Volleyball Dig Ready Position

Keep your knees bent and your feet wide apart, ready to move in any direction. Remain in a low stance and keep your weight on your toes. Bend at the waist and lean forward with your shoulders over your knees. Keep your arms bent and out in front of your body.

Playing the Ball

A good defender will watch the hitter and anticipate where the ball will be hit. It is best to face the hitter and be prepared to dig the ball at the mid-line of your body. The dig will be more controlled if your stance is in a position to receive the ball low and between the legs. If possible, a dig should be performed with both hands and arms, keeping a straight platform and angling in the direction of the target. The angling motion may also incorporate rotating your shoulders and arms in a clockwise or counter-clockwise motion in order to receive an attack where the trajectory is to the left or to the right of your stance. Try to avoid swinging your arms when you are digging. A hard driven ball, in most cases, will only need a small amount of upward movement in the direction of the target area.

Volleyball Dig Receive

Working with the Block

Front row blockers typically defend traditional left, right and middle attacks at the net. Back row attacks tend to bring all blockers off the net and into a pass or dig receive stance. Its a common practice for defenders in the back row to coordinate their ready position with the block. If it appears that left and right blockers will be attempting to block a perceived angled attack, then defenders in the back row should be dig ready for the attackers possible down the line trajectory. Middle back defenders will usually pull up to the ten foot line to cover angled off the block attacks or a dink (over the block tap). If left and right blockers take away the line attack option and force the angle attack, then defenders should adjust court positioning and receive stance again to cover the direct open angle attack and possible off the block and dink scenarios. Good communication between front and back row defenders as well as attack awareness are critical components of an effective and successful defense.
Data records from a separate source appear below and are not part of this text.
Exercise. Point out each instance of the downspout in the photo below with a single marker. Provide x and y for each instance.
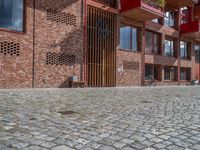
(33, 63)
(85, 40)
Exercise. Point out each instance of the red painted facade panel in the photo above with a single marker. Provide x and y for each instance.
(193, 26)
(129, 4)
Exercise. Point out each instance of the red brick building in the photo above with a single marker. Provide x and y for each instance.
(102, 42)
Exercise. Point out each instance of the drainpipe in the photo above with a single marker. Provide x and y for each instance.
(33, 62)
(85, 40)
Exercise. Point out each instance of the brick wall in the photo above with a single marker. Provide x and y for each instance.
(16, 69)
(59, 42)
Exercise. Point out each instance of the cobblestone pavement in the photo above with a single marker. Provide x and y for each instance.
(103, 119)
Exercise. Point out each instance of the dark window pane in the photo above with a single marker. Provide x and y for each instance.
(183, 50)
(169, 48)
(11, 14)
(149, 42)
(125, 38)
(148, 72)
(170, 73)
(128, 38)
(134, 39)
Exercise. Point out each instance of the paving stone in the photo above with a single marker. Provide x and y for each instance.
(62, 147)
(20, 145)
(107, 148)
(161, 118)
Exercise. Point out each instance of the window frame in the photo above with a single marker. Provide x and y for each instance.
(187, 53)
(175, 75)
(187, 16)
(24, 22)
(174, 49)
(155, 71)
(170, 19)
(197, 53)
(187, 74)
(131, 38)
(153, 42)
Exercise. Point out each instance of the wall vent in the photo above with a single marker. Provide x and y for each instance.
(9, 48)
(60, 59)
(61, 17)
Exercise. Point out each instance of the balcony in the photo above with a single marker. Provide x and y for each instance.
(197, 12)
(191, 30)
(141, 10)
(180, 3)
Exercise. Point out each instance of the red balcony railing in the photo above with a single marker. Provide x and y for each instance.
(142, 10)
(191, 29)
(197, 11)
(181, 3)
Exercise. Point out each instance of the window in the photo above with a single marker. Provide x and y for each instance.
(184, 50)
(185, 15)
(128, 38)
(170, 73)
(169, 48)
(197, 53)
(169, 19)
(152, 43)
(185, 74)
(11, 14)
(152, 71)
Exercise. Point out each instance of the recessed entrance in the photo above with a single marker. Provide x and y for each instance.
(101, 57)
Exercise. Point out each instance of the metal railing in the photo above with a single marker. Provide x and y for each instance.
(153, 3)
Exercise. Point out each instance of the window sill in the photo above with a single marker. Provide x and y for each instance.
(186, 59)
(126, 50)
(170, 81)
(185, 80)
(155, 54)
(171, 57)
(12, 31)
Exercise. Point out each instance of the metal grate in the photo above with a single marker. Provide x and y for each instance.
(60, 59)
(130, 65)
(61, 17)
(9, 48)
(101, 54)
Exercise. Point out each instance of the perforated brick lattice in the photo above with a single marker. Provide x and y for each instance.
(60, 59)
(9, 48)
(130, 65)
(61, 17)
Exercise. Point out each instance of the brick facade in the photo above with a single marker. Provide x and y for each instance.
(52, 49)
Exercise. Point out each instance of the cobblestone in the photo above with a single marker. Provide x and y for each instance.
(163, 118)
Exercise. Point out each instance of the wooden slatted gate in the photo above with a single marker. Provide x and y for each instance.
(101, 57)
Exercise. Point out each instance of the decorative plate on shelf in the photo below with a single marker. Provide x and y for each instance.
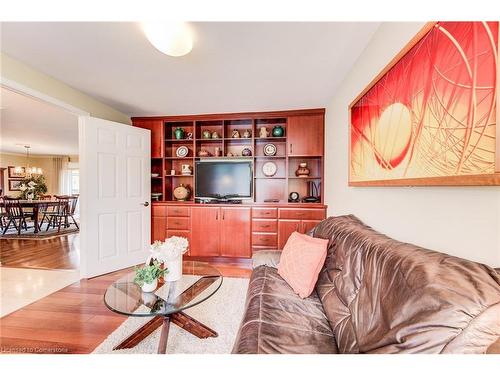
(182, 192)
(182, 152)
(270, 149)
(269, 169)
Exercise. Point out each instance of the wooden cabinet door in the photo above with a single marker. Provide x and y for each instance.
(307, 225)
(205, 231)
(156, 127)
(285, 229)
(158, 228)
(235, 232)
(305, 135)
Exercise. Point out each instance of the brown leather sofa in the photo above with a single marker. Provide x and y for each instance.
(374, 295)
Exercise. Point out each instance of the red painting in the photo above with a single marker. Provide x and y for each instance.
(433, 113)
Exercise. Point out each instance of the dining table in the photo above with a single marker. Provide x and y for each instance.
(35, 204)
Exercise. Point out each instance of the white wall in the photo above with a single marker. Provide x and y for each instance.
(462, 221)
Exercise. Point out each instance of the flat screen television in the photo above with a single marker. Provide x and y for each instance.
(223, 179)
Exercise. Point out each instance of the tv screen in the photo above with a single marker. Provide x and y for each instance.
(223, 179)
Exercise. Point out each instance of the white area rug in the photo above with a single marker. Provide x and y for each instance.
(222, 312)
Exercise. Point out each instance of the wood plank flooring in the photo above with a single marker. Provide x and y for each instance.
(74, 319)
(56, 253)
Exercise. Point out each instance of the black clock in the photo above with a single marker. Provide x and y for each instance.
(293, 197)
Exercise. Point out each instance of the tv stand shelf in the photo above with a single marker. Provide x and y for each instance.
(268, 218)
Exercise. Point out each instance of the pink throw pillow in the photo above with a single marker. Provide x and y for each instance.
(301, 261)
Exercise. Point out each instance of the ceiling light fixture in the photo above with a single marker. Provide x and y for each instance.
(169, 37)
(28, 171)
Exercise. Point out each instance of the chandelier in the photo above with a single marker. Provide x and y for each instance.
(28, 170)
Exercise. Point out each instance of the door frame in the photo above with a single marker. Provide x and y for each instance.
(80, 114)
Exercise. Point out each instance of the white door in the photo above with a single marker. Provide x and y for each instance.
(115, 190)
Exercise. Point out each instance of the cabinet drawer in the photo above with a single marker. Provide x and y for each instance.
(306, 213)
(265, 226)
(256, 249)
(177, 211)
(159, 210)
(264, 239)
(178, 223)
(269, 213)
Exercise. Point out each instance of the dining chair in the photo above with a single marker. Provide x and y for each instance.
(60, 214)
(72, 208)
(3, 214)
(15, 215)
(45, 209)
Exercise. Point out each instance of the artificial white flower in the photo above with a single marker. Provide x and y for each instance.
(169, 250)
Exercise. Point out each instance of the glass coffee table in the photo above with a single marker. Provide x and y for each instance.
(166, 304)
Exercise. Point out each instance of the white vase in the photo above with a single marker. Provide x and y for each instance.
(174, 267)
(148, 288)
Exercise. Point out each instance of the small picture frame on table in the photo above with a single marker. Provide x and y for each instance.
(15, 185)
(14, 174)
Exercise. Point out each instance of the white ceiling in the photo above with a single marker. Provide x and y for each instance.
(233, 66)
(25, 121)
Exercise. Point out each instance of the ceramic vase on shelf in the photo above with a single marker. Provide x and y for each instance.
(179, 133)
(302, 171)
(278, 131)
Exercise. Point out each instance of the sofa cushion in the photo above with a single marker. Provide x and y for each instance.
(301, 260)
(276, 320)
(384, 296)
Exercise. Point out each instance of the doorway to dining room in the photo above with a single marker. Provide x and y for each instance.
(39, 199)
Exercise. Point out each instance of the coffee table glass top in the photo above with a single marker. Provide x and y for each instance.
(199, 282)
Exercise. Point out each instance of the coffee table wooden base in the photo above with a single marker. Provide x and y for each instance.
(180, 319)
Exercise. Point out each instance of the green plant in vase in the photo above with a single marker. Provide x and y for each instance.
(33, 187)
(147, 277)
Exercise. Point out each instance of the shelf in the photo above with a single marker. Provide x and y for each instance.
(270, 178)
(282, 139)
(225, 157)
(270, 157)
(304, 178)
(304, 157)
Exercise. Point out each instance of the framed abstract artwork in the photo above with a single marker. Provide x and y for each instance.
(429, 118)
(14, 174)
(15, 185)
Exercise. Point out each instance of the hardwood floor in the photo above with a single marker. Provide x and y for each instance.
(56, 253)
(74, 319)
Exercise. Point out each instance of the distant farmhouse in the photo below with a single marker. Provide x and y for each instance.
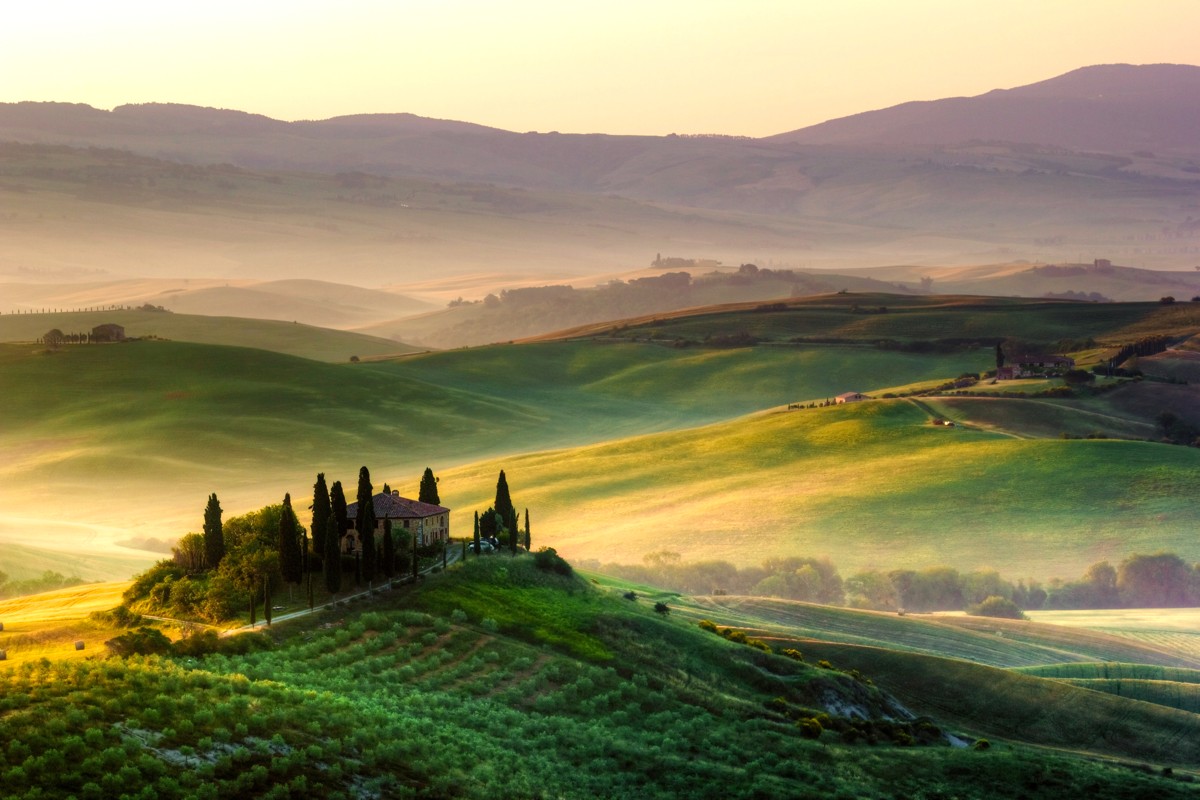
(427, 522)
(1035, 365)
(108, 332)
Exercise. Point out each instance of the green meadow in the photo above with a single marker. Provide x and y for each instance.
(414, 692)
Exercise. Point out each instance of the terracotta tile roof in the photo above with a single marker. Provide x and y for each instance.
(393, 506)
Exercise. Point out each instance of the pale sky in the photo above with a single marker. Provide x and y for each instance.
(750, 67)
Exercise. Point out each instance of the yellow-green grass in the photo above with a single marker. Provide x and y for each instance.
(870, 485)
(1177, 629)
(23, 561)
(996, 643)
(1005, 704)
(291, 338)
(132, 438)
(48, 625)
(911, 318)
(1039, 417)
(1115, 671)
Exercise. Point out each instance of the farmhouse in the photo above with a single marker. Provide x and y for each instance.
(108, 332)
(1035, 365)
(427, 522)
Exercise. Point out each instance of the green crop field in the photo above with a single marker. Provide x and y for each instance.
(427, 691)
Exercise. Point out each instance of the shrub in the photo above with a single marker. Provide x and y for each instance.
(809, 728)
(143, 641)
(549, 559)
(999, 607)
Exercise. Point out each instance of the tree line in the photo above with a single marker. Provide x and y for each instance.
(1140, 581)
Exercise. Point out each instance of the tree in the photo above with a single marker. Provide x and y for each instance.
(291, 560)
(429, 491)
(214, 534)
(321, 511)
(503, 505)
(389, 551)
(365, 523)
(189, 552)
(331, 559)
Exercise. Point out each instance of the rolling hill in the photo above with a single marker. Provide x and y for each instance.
(1109, 108)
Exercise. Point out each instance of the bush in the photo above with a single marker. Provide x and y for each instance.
(809, 728)
(143, 641)
(549, 559)
(999, 607)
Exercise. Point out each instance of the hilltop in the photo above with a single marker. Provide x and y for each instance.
(429, 691)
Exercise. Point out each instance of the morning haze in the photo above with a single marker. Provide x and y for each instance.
(675, 401)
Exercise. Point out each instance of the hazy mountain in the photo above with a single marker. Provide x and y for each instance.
(1111, 108)
(1098, 163)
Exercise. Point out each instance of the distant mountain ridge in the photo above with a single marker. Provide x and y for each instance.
(1111, 108)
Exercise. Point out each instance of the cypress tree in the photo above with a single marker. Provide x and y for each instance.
(291, 563)
(365, 524)
(333, 560)
(321, 510)
(503, 504)
(337, 506)
(429, 491)
(214, 534)
(389, 551)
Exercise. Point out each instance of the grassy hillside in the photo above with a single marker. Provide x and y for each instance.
(291, 338)
(994, 643)
(916, 318)
(870, 485)
(423, 693)
(138, 434)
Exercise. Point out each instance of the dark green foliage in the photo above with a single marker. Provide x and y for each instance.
(504, 506)
(321, 511)
(490, 524)
(331, 561)
(214, 534)
(365, 523)
(388, 565)
(143, 642)
(810, 728)
(429, 491)
(291, 559)
(550, 560)
(337, 505)
(996, 606)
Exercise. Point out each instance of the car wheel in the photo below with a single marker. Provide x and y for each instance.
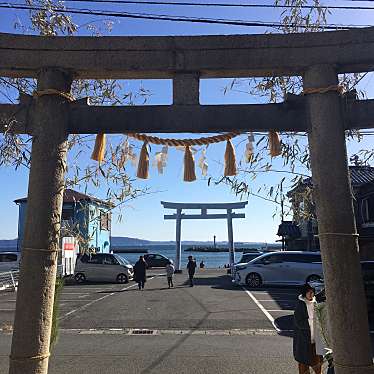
(313, 278)
(80, 278)
(122, 278)
(253, 280)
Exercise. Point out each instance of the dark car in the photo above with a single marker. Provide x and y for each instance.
(367, 268)
(155, 260)
(246, 257)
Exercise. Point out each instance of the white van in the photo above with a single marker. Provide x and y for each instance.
(103, 267)
(283, 268)
(9, 261)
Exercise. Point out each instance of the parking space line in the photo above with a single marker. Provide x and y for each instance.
(97, 300)
(274, 293)
(263, 310)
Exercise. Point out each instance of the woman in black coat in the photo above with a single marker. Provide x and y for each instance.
(140, 272)
(304, 348)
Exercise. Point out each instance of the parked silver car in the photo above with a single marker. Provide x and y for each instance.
(103, 267)
(283, 268)
(9, 261)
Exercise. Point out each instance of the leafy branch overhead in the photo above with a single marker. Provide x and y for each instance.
(15, 149)
(295, 165)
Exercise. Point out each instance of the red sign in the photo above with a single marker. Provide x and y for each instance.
(69, 246)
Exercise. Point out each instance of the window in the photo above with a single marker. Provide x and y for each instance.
(303, 258)
(8, 257)
(109, 260)
(368, 209)
(67, 214)
(105, 220)
(273, 259)
(92, 259)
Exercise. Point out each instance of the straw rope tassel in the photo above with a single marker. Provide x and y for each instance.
(189, 166)
(230, 160)
(99, 149)
(274, 144)
(143, 165)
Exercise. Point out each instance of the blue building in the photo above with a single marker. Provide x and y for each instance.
(86, 218)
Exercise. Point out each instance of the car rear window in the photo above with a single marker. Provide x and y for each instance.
(302, 258)
(367, 265)
(8, 257)
(92, 259)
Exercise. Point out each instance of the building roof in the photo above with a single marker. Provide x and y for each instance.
(289, 229)
(360, 176)
(71, 196)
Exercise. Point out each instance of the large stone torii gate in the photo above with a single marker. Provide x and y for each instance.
(203, 207)
(317, 57)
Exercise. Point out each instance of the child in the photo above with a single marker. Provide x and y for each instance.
(170, 273)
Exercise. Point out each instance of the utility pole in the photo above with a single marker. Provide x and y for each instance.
(33, 317)
(282, 213)
(336, 225)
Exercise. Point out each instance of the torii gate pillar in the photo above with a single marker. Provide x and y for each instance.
(178, 216)
(336, 225)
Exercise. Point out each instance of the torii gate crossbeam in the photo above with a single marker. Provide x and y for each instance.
(203, 207)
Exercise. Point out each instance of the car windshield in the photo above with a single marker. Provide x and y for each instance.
(121, 260)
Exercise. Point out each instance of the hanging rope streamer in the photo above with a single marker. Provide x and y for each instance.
(183, 142)
(143, 165)
(186, 145)
(230, 160)
(99, 149)
(275, 147)
(51, 91)
(338, 88)
(189, 166)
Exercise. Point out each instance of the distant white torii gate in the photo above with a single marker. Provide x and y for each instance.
(179, 215)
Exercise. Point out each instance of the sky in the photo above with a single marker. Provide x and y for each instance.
(143, 217)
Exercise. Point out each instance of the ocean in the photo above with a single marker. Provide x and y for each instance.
(211, 259)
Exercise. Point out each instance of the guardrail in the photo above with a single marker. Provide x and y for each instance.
(9, 280)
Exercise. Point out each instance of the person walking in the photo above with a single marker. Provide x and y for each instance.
(170, 273)
(140, 272)
(191, 266)
(304, 344)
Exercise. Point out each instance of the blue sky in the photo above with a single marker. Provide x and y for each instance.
(143, 217)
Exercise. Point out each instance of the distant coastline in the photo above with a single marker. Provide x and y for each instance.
(134, 245)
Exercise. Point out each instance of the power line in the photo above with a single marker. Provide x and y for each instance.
(221, 5)
(165, 17)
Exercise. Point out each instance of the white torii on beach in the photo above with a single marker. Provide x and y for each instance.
(203, 207)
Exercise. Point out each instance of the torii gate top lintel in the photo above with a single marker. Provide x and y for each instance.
(236, 205)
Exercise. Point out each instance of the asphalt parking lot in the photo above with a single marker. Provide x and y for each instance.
(214, 327)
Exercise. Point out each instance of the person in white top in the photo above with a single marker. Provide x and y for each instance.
(304, 347)
(170, 269)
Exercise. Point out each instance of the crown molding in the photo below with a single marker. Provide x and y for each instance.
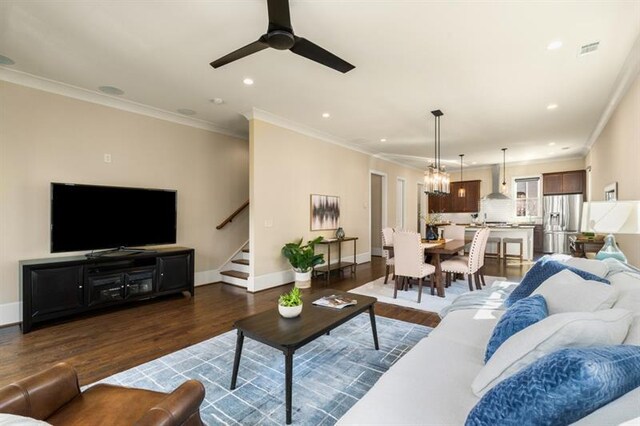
(628, 74)
(63, 89)
(262, 115)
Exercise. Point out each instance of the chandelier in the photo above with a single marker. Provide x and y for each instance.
(436, 179)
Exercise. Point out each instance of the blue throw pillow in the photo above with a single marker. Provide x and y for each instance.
(560, 388)
(519, 316)
(539, 272)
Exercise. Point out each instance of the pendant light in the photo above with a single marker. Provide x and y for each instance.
(462, 192)
(504, 170)
(436, 179)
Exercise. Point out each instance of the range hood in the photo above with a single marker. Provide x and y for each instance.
(495, 185)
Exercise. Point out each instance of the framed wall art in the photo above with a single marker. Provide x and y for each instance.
(611, 192)
(325, 212)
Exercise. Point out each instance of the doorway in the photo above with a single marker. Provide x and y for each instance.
(377, 205)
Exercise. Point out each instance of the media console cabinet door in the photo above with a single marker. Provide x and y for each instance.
(56, 289)
(174, 272)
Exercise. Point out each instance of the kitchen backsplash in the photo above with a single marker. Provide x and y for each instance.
(495, 210)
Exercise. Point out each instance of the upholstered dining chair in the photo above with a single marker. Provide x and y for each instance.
(469, 265)
(409, 261)
(387, 240)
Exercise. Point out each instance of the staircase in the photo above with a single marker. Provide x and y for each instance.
(236, 272)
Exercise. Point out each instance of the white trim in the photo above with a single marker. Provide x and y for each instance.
(625, 79)
(10, 313)
(285, 123)
(403, 203)
(207, 277)
(383, 218)
(52, 86)
(275, 279)
(529, 162)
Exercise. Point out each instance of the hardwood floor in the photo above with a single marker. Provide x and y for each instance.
(111, 341)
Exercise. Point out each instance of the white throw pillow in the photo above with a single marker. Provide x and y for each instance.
(595, 267)
(13, 420)
(568, 292)
(575, 329)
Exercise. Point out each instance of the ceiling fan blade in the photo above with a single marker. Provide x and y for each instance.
(247, 50)
(279, 17)
(309, 50)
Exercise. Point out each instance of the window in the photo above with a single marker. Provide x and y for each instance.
(527, 196)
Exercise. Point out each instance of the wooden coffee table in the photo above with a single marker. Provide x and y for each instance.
(289, 334)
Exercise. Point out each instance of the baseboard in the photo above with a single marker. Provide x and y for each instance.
(10, 313)
(276, 279)
(207, 277)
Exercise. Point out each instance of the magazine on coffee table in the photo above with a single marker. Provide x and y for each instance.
(335, 301)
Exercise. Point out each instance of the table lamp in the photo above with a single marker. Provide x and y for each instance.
(611, 217)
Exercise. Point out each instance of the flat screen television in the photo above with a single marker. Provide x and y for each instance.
(91, 217)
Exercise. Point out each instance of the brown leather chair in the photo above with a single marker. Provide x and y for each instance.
(54, 396)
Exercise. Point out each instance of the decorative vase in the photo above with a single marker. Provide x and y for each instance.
(303, 279)
(290, 311)
(432, 233)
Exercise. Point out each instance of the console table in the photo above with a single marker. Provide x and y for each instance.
(339, 265)
(63, 286)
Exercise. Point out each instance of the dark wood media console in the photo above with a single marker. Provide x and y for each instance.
(59, 287)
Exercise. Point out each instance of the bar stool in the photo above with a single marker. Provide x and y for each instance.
(506, 241)
(496, 241)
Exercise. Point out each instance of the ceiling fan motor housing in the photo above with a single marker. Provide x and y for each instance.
(281, 40)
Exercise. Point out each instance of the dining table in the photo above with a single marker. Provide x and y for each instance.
(436, 249)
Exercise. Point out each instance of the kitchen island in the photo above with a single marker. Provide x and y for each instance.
(508, 231)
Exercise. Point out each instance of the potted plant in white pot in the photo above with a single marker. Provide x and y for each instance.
(290, 304)
(303, 258)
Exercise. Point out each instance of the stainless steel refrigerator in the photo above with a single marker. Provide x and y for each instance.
(561, 219)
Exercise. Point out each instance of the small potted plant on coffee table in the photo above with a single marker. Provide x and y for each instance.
(290, 303)
(303, 258)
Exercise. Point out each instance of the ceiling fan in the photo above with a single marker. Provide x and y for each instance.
(280, 36)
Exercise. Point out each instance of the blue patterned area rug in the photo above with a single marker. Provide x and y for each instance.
(330, 374)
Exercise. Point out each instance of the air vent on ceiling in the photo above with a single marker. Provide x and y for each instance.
(589, 48)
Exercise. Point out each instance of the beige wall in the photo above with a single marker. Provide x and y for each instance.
(46, 137)
(286, 167)
(376, 213)
(615, 157)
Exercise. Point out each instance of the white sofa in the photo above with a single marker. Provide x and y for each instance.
(431, 384)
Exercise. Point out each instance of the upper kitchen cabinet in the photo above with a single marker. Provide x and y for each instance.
(572, 182)
(453, 204)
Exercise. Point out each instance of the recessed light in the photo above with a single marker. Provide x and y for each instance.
(110, 90)
(4, 60)
(557, 44)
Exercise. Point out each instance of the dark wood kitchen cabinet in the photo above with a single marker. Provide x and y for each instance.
(572, 182)
(451, 203)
In the photo below, note that the outside hitter is most likely going for the angle attack. With two blockers up, three defenders on the right side of the court are in the ready position and spaced far enough apart to dig any variation of a hard driven angle attack if it gets past the block. The defender behind the blockers appears to be anticipating an off the block or through the gap in the block hit.

Defender Position

Follow Through

After a successful dig or defensive pass all players should be in the ready position for offense or defensive coverage.